For those like nothingmore who are decrying late termination for downs as "horrific" let me explain the reality, as someone who has done just that
And yes I've name changed because last time I posted about this I got a barrage of abuse via PM.
-and quite obviously it was distressing so reading this might also be upsetting-
My DS was wanted. Of course most babies in countries where contraception is readily available are, but coming after two miscarriages, falling pregnant with him felt like a blessing.
I sailed through the first 24 weeks, earlier scans were fine and I'd tested as low risk. At that stage I had no idea I was having a boy and my obstetrician at my 26 week appointment asked me if I wanted to know. Full of excitement and with my 5 year old DD with me I hopped on the couch for a scan and my world fell apart.
Other drs were called into the room, a stream of specialists of increasing seniority where they spoke in a language I barely understood, both literally - I was not in my home country - and figuratively as they launched into unfamiliar medical terminology. But I knew.
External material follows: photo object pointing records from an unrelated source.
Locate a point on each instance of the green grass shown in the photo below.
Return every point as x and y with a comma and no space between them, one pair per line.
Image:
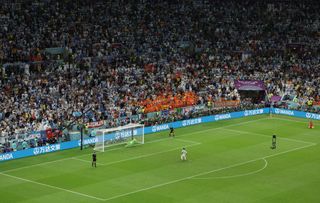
228,161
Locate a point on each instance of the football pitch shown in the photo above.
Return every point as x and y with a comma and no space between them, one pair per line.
228,161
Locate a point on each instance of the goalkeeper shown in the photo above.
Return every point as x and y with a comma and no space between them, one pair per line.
274,142
132,143
171,133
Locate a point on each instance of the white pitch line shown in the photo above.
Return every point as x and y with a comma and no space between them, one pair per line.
239,175
86,161
141,156
153,141
264,135
54,187
203,173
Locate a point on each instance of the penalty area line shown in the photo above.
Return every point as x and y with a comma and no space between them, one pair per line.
205,173
153,141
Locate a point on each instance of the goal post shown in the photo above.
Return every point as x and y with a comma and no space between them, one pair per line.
119,135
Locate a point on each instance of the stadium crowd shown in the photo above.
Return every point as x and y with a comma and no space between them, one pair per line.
126,58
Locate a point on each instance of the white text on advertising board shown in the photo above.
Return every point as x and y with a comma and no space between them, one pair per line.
157,128
313,116
191,122
46,149
222,117
4,157
253,112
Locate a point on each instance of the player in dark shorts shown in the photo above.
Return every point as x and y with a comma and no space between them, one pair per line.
94,159
171,133
274,142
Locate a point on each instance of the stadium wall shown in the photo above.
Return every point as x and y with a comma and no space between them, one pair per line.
157,128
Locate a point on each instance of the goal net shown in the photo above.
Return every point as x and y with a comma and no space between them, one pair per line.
119,135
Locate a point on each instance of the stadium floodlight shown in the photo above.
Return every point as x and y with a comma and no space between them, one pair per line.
119,135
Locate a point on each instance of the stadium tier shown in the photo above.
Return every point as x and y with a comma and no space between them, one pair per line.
99,75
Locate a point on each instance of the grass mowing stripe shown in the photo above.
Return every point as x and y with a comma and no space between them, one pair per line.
54,187
264,135
153,141
205,173
141,156
239,175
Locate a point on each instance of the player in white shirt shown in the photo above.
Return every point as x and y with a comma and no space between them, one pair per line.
184,154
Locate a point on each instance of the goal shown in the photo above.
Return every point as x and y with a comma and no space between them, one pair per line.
119,135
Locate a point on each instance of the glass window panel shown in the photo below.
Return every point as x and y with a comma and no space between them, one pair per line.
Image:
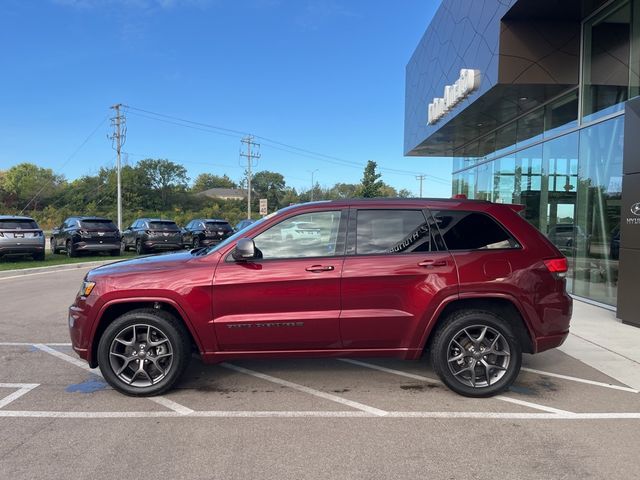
598,211
391,231
607,43
561,114
530,127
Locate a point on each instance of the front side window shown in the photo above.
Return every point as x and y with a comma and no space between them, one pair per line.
392,231
307,235
472,231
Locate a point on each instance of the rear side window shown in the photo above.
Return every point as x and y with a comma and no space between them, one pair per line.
18,224
472,231
98,224
392,231
218,225
163,226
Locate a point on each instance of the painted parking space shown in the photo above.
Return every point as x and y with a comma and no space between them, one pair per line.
48,380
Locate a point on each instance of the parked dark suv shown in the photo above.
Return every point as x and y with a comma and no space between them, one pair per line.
152,234
202,232
21,235
472,282
86,234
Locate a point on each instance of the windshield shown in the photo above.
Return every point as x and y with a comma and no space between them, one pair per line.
98,224
232,238
163,225
224,225
18,224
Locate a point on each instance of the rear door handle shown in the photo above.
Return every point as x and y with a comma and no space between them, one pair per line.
319,268
432,263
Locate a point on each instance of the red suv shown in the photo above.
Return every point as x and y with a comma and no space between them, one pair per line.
471,282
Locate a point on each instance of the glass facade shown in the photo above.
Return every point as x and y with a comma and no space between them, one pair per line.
563,160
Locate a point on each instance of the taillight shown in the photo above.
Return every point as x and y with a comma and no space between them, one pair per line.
558,266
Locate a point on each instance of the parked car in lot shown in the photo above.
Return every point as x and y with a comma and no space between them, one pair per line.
85,234
152,234
242,224
471,282
21,235
202,232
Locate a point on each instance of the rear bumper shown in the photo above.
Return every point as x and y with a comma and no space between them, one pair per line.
163,245
550,341
16,249
96,247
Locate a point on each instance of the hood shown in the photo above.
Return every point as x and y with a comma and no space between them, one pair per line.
151,263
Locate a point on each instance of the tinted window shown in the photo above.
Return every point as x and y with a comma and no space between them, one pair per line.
218,225
163,226
18,224
98,224
306,235
472,231
392,231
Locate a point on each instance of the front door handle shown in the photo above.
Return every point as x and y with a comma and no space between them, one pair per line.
319,268
432,263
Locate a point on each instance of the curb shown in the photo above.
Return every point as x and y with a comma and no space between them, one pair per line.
52,268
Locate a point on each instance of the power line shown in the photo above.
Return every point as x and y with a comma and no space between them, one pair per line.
64,164
274,143
248,141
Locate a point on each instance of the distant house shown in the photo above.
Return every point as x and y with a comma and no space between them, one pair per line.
225,193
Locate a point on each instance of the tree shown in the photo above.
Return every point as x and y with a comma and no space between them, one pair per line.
27,185
371,185
165,177
269,185
205,181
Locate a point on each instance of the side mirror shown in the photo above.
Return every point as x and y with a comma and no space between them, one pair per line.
245,249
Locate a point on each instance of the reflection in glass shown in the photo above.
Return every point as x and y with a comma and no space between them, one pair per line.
598,211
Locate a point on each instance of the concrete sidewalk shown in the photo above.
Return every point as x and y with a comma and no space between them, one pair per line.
603,342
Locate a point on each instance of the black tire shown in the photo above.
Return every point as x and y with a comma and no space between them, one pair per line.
469,373
71,251
140,250
175,352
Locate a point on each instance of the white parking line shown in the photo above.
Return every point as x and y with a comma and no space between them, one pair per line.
323,414
165,402
310,391
582,380
413,376
22,389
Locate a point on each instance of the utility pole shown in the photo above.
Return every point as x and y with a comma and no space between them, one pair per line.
248,141
118,138
312,184
421,178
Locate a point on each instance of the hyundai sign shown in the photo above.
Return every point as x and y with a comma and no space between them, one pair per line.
468,82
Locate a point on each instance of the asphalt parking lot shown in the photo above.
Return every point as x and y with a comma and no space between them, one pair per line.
322,418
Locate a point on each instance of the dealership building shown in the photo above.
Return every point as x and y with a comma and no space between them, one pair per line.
537,103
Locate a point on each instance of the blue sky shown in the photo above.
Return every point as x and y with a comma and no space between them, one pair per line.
326,76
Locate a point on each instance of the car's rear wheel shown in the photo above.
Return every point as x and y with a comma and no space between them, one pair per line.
71,251
143,352
476,354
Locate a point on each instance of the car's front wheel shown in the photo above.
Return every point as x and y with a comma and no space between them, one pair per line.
143,352
476,354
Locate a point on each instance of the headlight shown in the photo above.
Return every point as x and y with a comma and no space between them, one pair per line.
86,288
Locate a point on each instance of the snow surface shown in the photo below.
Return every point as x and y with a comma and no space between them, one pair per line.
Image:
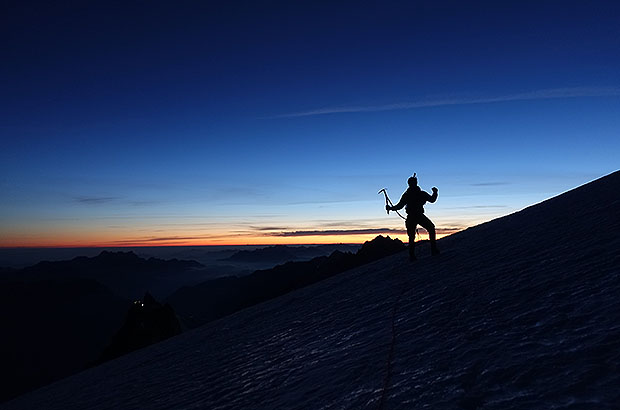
522,312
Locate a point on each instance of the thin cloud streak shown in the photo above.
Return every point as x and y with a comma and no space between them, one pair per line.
545,94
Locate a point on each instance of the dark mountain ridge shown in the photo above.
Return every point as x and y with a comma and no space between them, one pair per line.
125,273
287,253
521,312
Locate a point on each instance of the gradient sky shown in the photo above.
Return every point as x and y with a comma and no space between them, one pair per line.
278,122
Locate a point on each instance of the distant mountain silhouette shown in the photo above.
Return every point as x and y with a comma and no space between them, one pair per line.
216,298
125,273
52,328
147,322
61,315
284,253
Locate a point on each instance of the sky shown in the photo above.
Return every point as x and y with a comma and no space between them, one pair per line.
208,123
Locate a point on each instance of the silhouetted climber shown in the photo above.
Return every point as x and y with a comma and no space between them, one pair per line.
414,199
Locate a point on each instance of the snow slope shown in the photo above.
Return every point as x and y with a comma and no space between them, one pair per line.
522,312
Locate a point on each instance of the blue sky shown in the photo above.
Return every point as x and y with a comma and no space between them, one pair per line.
250,122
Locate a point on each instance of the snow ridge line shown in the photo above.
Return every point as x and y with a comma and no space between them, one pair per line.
388,367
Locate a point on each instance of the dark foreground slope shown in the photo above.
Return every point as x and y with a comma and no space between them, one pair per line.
519,313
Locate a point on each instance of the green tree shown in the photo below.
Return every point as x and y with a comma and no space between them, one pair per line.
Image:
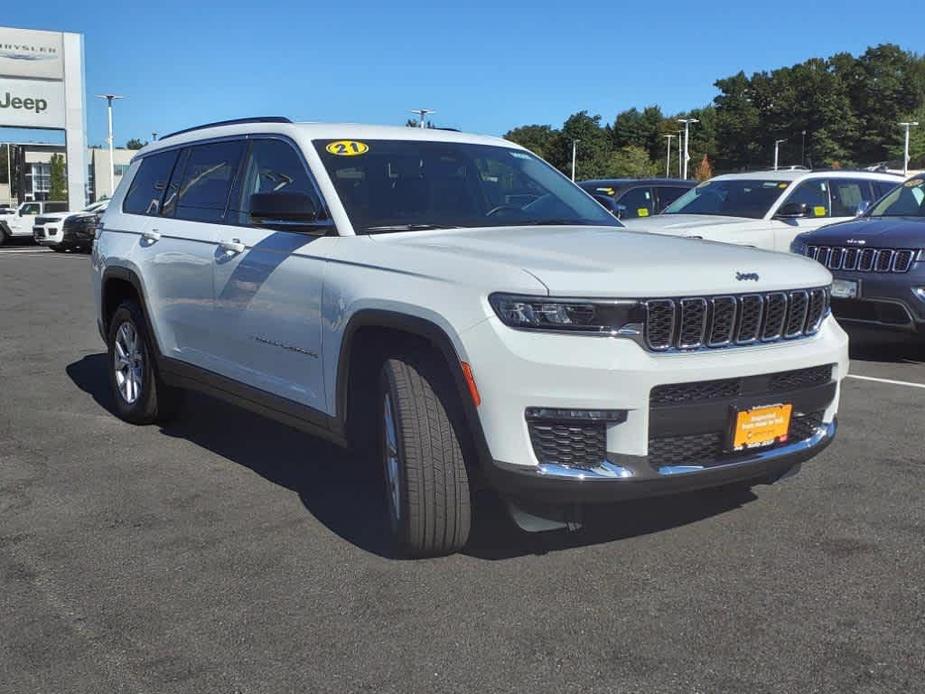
539,139
58,183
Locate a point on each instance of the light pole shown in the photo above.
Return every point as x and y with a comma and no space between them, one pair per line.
668,156
109,99
422,114
687,132
776,146
907,125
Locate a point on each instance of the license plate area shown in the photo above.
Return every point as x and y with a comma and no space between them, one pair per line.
759,427
845,289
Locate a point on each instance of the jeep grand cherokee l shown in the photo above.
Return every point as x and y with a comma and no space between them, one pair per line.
458,302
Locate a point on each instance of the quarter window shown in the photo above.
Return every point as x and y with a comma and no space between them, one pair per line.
271,166
202,195
815,195
147,189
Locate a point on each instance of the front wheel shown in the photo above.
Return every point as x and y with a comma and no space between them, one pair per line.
141,397
427,486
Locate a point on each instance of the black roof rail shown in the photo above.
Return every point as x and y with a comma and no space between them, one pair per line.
233,121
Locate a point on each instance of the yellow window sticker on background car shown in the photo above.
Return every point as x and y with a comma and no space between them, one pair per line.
347,148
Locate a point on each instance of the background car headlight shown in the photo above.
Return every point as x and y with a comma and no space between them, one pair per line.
604,317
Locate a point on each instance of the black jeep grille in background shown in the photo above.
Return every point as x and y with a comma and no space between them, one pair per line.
863,259
710,322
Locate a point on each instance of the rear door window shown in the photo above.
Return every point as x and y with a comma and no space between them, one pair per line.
639,202
147,189
205,183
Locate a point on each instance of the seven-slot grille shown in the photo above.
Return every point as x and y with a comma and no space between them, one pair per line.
721,321
863,259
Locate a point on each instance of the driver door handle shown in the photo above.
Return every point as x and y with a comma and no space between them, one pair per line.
234,246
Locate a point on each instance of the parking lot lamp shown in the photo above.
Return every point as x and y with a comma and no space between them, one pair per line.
687,131
776,149
668,156
109,99
907,125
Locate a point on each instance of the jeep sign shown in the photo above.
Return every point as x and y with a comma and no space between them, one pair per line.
31,103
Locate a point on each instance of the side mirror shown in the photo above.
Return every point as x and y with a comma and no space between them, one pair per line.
287,212
793,210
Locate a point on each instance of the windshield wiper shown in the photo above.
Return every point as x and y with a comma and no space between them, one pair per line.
409,227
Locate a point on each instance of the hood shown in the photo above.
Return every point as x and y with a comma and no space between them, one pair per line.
882,232
690,224
608,261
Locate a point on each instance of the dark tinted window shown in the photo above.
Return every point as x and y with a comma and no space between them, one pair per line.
206,181
639,202
271,166
815,195
668,194
147,188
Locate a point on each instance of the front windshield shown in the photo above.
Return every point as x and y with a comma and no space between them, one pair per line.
729,198
907,200
402,185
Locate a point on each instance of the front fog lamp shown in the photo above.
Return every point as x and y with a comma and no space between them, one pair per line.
572,315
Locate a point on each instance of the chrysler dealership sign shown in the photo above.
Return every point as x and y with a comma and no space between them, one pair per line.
42,86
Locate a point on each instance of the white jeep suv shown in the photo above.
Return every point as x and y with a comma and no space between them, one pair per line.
464,308
767,209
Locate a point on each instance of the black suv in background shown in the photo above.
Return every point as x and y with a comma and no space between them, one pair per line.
629,198
877,260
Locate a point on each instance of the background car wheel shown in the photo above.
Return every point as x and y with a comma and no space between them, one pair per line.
140,395
427,486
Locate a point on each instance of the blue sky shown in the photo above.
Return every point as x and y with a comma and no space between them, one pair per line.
484,66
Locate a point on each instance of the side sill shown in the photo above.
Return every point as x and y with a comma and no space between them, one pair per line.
302,417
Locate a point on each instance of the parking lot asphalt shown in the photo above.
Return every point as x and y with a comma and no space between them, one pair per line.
227,553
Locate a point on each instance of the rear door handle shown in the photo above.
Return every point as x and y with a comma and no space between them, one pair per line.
233,246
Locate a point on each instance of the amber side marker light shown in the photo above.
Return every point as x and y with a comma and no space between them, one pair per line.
470,381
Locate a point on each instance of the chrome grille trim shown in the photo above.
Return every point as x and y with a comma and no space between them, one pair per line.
863,259
693,323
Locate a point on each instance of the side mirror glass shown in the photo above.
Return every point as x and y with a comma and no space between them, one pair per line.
290,211
792,210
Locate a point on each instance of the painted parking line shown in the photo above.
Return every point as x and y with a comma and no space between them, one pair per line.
908,384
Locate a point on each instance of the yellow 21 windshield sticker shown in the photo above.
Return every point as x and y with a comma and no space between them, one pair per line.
347,148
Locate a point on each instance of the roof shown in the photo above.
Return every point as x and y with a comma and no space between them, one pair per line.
326,131
799,175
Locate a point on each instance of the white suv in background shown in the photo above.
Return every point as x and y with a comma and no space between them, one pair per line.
767,209
464,309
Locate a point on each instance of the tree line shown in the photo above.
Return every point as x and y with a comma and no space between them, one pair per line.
842,111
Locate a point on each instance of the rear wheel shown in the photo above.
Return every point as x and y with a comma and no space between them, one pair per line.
427,486
141,397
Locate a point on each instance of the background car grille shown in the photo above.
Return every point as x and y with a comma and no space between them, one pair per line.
720,321
863,259
710,449
669,394
576,445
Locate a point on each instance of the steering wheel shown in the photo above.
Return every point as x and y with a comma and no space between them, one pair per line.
500,208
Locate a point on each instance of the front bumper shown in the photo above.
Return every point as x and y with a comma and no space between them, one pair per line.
523,370
623,478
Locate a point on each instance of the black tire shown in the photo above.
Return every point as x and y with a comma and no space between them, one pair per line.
155,401
433,505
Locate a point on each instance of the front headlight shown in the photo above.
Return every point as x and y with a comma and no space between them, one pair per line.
597,316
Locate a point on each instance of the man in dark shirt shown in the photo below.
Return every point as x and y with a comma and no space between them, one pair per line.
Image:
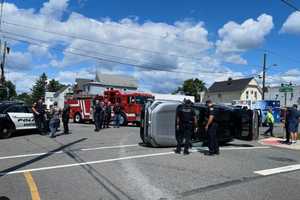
211,129
97,115
39,115
293,119
186,122
117,112
65,118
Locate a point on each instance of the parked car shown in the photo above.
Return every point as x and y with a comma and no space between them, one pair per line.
159,123
15,116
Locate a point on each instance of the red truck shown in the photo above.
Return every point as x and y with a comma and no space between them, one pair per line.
131,104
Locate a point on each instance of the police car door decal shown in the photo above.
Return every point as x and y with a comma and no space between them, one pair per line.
23,120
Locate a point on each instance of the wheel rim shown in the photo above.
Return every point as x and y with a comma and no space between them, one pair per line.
122,120
5,131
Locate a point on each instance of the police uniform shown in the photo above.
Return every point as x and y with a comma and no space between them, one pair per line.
40,118
97,116
186,116
213,144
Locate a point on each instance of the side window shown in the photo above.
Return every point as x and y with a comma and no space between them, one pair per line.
17,109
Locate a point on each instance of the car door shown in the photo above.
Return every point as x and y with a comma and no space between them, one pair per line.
246,124
21,117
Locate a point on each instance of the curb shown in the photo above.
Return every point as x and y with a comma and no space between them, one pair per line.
278,142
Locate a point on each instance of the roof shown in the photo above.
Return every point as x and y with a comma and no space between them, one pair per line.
80,82
120,81
61,90
230,85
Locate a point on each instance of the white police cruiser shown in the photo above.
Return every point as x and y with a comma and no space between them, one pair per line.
14,117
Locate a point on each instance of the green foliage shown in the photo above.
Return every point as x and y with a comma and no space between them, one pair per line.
8,91
54,86
192,87
25,97
39,88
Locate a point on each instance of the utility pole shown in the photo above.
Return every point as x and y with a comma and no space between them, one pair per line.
264,76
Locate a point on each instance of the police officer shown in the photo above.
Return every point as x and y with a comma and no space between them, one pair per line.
211,129
293,119
65,118
286,119
186,122
39,115
97,115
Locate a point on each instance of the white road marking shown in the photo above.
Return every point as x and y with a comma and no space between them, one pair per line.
85,163
29,155
278,170
60,152
106,161
195,149
110,147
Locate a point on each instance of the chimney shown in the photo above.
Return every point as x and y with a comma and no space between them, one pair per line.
229,82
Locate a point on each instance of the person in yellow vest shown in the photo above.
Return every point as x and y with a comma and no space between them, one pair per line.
270,122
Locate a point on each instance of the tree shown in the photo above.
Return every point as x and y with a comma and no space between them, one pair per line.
192,87
39,88
25,97
54,86
8,91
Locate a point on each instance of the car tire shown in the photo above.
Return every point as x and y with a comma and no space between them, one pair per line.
77,118
6,132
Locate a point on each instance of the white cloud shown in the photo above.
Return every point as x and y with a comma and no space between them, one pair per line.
235,59
291,75
19,61
292,24
250,34
54,8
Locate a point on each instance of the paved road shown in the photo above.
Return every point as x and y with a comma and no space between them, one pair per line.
112,165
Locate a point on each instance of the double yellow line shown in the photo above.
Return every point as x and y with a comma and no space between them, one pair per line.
32,186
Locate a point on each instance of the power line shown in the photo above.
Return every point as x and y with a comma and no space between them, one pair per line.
101,42
290,5
110,60
158,66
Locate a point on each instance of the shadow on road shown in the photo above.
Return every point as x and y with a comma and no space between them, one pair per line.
24,164
99,178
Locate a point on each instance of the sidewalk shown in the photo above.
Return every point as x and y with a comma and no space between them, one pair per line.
278,142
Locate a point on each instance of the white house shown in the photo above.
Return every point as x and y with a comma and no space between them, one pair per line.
59,96
230,90
104,81
291,98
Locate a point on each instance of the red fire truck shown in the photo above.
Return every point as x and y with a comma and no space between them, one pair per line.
131,103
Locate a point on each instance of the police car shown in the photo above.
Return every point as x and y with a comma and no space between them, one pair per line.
14,117
158,128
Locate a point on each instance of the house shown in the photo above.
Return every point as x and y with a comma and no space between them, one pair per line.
239,89
59,96
49,99
104,81
287,99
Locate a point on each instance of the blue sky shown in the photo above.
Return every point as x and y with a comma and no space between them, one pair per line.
211,40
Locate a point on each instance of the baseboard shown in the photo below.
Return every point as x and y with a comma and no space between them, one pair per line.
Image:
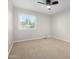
10,47
31,39
66,40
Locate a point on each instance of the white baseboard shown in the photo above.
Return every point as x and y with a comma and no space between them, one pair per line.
10,48
66,40
31,39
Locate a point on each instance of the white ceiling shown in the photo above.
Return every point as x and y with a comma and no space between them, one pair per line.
34,6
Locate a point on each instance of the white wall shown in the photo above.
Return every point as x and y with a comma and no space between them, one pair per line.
10,25
43,26
60,25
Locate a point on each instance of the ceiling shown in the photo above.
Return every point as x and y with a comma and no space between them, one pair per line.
34,6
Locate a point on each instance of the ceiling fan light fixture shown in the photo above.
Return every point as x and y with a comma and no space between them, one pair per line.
48,6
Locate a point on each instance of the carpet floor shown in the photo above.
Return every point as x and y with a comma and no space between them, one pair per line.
40,49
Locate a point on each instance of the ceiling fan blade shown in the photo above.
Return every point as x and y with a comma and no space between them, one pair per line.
41,2
55,2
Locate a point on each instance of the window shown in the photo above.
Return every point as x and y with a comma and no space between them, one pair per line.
27,21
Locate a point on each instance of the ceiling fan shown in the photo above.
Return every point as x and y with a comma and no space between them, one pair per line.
48,3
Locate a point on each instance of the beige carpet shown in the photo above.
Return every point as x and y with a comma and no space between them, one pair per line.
40,49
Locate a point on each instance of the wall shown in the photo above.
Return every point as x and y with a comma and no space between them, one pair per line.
43,25
10,25
60,25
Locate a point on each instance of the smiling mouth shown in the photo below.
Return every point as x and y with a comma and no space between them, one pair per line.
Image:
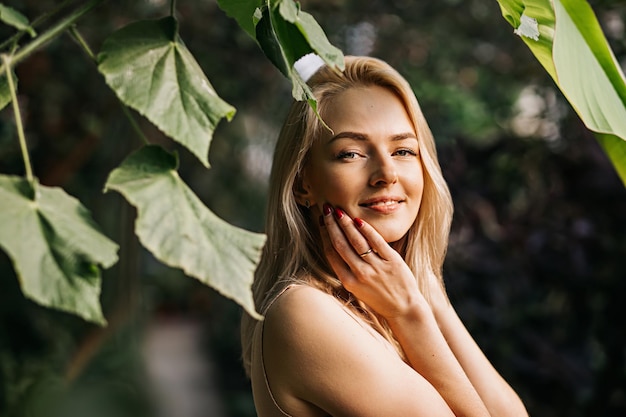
381,204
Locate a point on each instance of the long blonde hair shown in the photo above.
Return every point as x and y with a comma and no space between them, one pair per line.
293,250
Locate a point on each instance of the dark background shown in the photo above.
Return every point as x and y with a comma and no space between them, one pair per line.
537,258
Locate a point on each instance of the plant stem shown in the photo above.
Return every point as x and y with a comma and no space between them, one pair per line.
81,41
38,21
172,8
18,117
53,32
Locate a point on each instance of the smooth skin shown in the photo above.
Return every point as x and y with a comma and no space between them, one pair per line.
366,181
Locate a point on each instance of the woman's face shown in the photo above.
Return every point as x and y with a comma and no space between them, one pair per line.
369,165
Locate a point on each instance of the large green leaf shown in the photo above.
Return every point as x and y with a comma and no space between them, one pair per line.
243,12
574,51
285,34
151,70
180,231
55,246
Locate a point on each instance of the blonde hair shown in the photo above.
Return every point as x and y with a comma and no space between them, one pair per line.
293,250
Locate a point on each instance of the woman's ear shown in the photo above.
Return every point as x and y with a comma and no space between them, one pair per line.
302,192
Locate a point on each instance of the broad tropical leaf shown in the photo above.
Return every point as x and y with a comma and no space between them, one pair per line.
12,17
180,231
574,51
55,246
151,70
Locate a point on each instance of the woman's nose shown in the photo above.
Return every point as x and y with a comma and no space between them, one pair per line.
384,172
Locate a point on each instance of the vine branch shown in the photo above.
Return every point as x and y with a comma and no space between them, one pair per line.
18,117
53,32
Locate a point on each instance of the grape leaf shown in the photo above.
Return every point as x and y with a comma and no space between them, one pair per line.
181,231
55,246
12,17
151,70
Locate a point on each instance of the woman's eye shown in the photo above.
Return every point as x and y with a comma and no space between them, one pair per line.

After more scans and more experts my obstetrician took me into his office and told me I should "go home, where you have a choice". It hadn't sunk in at that point exactly what was meant but I flew home the next day.
I saw a private obstetrician in London. As a"health tourist" there was no option to integrate myself into the NHS so it took some time before I was sat in his waiting room praying to a God I've never believed in that I'd do anything to keep my son. I was driven by raw grief.
The dr was kind but there was no hope. The effects of the trisomy were severe. My DS had fluid on his heart and lungs and this would prevent them developing further. His heart was malformed and could not be corrected by surgery.
I had a choice: continue with the pregnancy knowing that at any time my DS might die and acknowledging the potential serious risk to my health of a preterm labour in such circumstances or terminate.
With enormous sadness we elected for the latter. Mentally I could not cope with the idea that I could go into labour quickly and without warning and that I'd potentially be alone, or worse my two young DC could witness the delivery of their sibling who couldn't survive.
A late stage termination when your baby is so unwell is less about "killing" and more about lack of intervention. The birth plan was discussed in detail but ultimately I was induced in a bereavement room at a specialist fetal medicine unit. Only there would be no medicine or intervention.
No one could tell me if he would be born alive but if he was I would hold him until he wasn't. He'd be loved for those last moments. I would peacefully let him go.
He was 31 weeks, tiny and fragile when he was placed on my chest. He didn't cry or open his eyes. He didn't take a breath. The delivery had been too much for him.
It was without question the sadest and most deveststing day of my life. And yes horrific. But not for the reasons you believe.